Le extendió un sobre sellado por un notario.
—Le dejó una herencia. Y… algo más.
Alice no tocó el sobre.
—No tomaré el dinero.
—No es solo dinero —dijo él—. Es la verdad.
Hizo una pausa.
—¿Sabía que Louisa estaba embarazada esa noche?
El mundo pareció detenerse.
—No…
— Dio a luz dos días después de que usted la salvara. Un niño, con menos de un kilo de peso. Pero sobrevivió. Gracias a usted.
Alice se llevó las manos a la cabeza. Su corazón latía desbocado, el aire le faltaba.
—¿Dónde está?
—Con nosotros. Tiene cinco años. Se llama Mathieu —Sebastián mostró una foto—. Se parece a usted.
Alice lloró por primera vez en cinco años.
—Louisa lo sabía todo cuando despertó —continuó Sebastián—. Sabía quién era usted. Y cuando supo que estaba embarazada, decidió tener al niño. Su hijo.
Alice no pudo mantenerse en pie. Las rodillas cedieron. Todo lo que pensaba que era castigo resultó ser destino.
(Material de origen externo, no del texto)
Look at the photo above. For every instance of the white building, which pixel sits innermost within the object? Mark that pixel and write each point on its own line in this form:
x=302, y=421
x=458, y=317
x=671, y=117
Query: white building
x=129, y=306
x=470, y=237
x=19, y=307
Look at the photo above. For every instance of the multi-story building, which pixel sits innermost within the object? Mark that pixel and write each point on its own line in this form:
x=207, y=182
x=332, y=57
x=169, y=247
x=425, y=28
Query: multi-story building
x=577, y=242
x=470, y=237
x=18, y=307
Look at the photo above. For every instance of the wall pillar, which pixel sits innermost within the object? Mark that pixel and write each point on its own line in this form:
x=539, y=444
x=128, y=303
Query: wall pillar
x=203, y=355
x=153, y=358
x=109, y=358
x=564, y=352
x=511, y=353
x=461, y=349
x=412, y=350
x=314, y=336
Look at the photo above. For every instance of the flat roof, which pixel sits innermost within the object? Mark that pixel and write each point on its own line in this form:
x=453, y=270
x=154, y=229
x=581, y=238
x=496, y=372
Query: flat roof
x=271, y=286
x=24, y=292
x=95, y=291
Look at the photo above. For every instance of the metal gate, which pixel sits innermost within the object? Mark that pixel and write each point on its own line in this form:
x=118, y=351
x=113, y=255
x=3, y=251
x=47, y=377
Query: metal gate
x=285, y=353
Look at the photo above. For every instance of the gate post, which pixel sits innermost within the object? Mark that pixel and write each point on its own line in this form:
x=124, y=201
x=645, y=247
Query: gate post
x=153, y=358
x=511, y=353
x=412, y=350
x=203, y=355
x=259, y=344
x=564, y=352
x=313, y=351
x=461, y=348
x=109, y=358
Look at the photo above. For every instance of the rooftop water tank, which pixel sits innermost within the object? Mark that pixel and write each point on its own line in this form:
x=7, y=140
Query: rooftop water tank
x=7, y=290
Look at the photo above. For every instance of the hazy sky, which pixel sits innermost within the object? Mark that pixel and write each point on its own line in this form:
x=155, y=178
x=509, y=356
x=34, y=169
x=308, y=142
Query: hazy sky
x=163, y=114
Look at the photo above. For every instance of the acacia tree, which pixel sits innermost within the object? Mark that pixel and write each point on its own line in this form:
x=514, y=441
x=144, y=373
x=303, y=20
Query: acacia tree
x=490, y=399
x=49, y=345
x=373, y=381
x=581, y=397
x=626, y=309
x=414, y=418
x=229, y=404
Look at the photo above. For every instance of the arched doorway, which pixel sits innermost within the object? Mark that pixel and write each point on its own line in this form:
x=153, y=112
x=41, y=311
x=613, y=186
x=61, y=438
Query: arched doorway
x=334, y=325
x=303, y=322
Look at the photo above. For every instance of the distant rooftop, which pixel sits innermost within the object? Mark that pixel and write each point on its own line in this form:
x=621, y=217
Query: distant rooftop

Una semana después se armó de valor y fue a la casa de los Hoffman, grande, con columnas blancas y jardín. La puerta la abrió la niñera. Luego apareció él: Mathieu.
—¿Tú eres mi mamá? —preguntó en voz baja.
Alice asintió, incapaz de pronunciar palabra.
—Tienes rasguños en las manos —dijo él—. ¿Has peleado?
—Un poco —sonrió ella—. Por la vida.
—¿Te quedarás?
—Si tú me lo permites.
—Quiero —dijo él y la abrazó.
En ese instante Alice comprendió que ya no era una marginada. Ella era madre.
Pasó un año. Alice recuperó su licencia médica. Trabajaba en una clínica infantil, operando a bebés con malformaciones congénitas. Cada mañana su hijo la acompañaba hasta la puerta y le decía:
—Mamá, eres una superheroína.
Y por primera vez en mucho tiempo, ella lo creyó.